Karl Rahner: "A palavra 'Deus' existe".Há alguns dias li um texto do teólogo
Karl Rahner, S.J., sobre a palavra “Deus”. Fiquei, confesso, encantado. Rahner diz que o simples fato de a palavra “Deus” existir já merece reflexão. O raciocínio do teólogo, por momentos, é intrincado, mas não pouco compensador. Sigamo-lo, portanto: “...não temos nenhuma experiência de Deus do tipo da que temos de uma árvore, de outra pessoa humana ou de outras realidades externas que, embora talvez nunca existam para nós simplesmente sem palavras, contudo por si mesmas forçam o nascimento de uma palavra sobre elas porque simplesmente surgem no âmbito de nossa experiência em determinado ponto do espaço e do tempo e, assim, por si mesmas, elas impulsionam imediatamente a que se lhes dê um nome. Podemos, portanto, dizer que o que existe de mais simples e ineludível para o homem com respeito à questão de Deus é que a palavra ‘Deus’ existe em sua vida espiritual e intelectual”.
Segundo Rahner, mesmo um ateu ajuda a palavra “Deus” a se perpetuar. Ele diz ainda que se alguém quisesse evitá-la “não só teria de
esperar que na existência do homem e na linguagem da sociedade desaparecesse por completo, mas também deveria contribuir para este desaparecimento guardando completo silêncio, abstendo-se de se declarar
ateu. Mas como poderia fazê-lo se outros, de cujo campo lingüístico não pode definitivamente emigrar, continuam a falar de Deus e se preocupam com essa palavra?”.
A palavra “Deus”, conforme o teólogo, não fala nada sobre o que significa ou sobre a realidade significada, nem pode exercer sequer a função de um aceno de mão que aponte para algo que se encontre imediatamente fora da palavra e, por isso, não precisa dizer nada sobre este algo. Complicado? Mais ou menos.
Digamos que a palavra “Deus” seja sem rosto. Ou seja, ela não se refere por si mesma a uma experiência singular definida. E por isso mesmo está em plenas condições de nos falar corretamente sobre Deus.

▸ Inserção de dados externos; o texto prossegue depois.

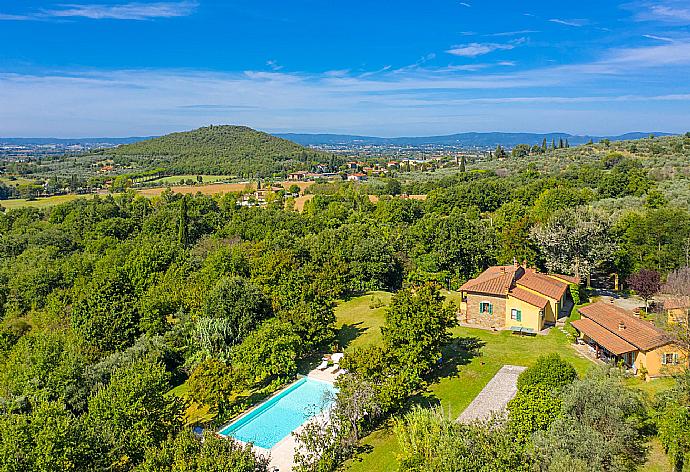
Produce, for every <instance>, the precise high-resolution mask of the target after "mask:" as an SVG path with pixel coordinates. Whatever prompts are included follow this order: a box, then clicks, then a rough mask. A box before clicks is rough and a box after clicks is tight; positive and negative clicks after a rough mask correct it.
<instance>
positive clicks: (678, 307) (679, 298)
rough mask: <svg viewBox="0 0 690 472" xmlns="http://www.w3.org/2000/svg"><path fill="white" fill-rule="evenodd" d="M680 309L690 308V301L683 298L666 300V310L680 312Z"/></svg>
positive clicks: (665, 307) (673, 298)
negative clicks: (679, 311)
mask: <svg viewBox="0 0 690 472" xmlns="http://www.w3.org/2000/svg"><path fill="white" fill-rule="evenodd" d="M680 308H690V300H683V299H682V298H670V299H668V300H664V309H665V310H678V309H680Z"/></svg>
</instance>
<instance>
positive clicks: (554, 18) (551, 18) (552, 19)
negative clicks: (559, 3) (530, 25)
mask: <svg viewBox="0 0 690 472" xmlns="http://www.w3.org/2000/svg"><path fill="white" fill-rule="evenodd" d="M549 21H550V22H551V23H557V24H559V25H565V26H573V27H575V28H580V27H582V26H584V25H585V23H586V22H585V21H584V20H563V19H561V18H551V19H550V20H549Z"/></svg>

Para mim, o ápice do texto de Karl Rahner está aqui: “Ela (a palavra ‘Deus’) está sempre exposta ao protesto de Wittgenstein, que manda guardar silêncio sobre o que não se pode falar com clareza, mas que infringe essa máxima pelo próprio fato de a expressar. A palavra mesma, se bem entendida, concorda com essa máxima. Pois ela é
a última palavra antes do silêncio que se emudece sem palavras em adoração perante o mistério inefável”.
A palavra “Deus” é a última antes do silêncio, é a última palavra antes daquilo para o qual não há palavras. Para o meu peito, que tem andado tão seco, essas meditações foram como chuva sertaneja.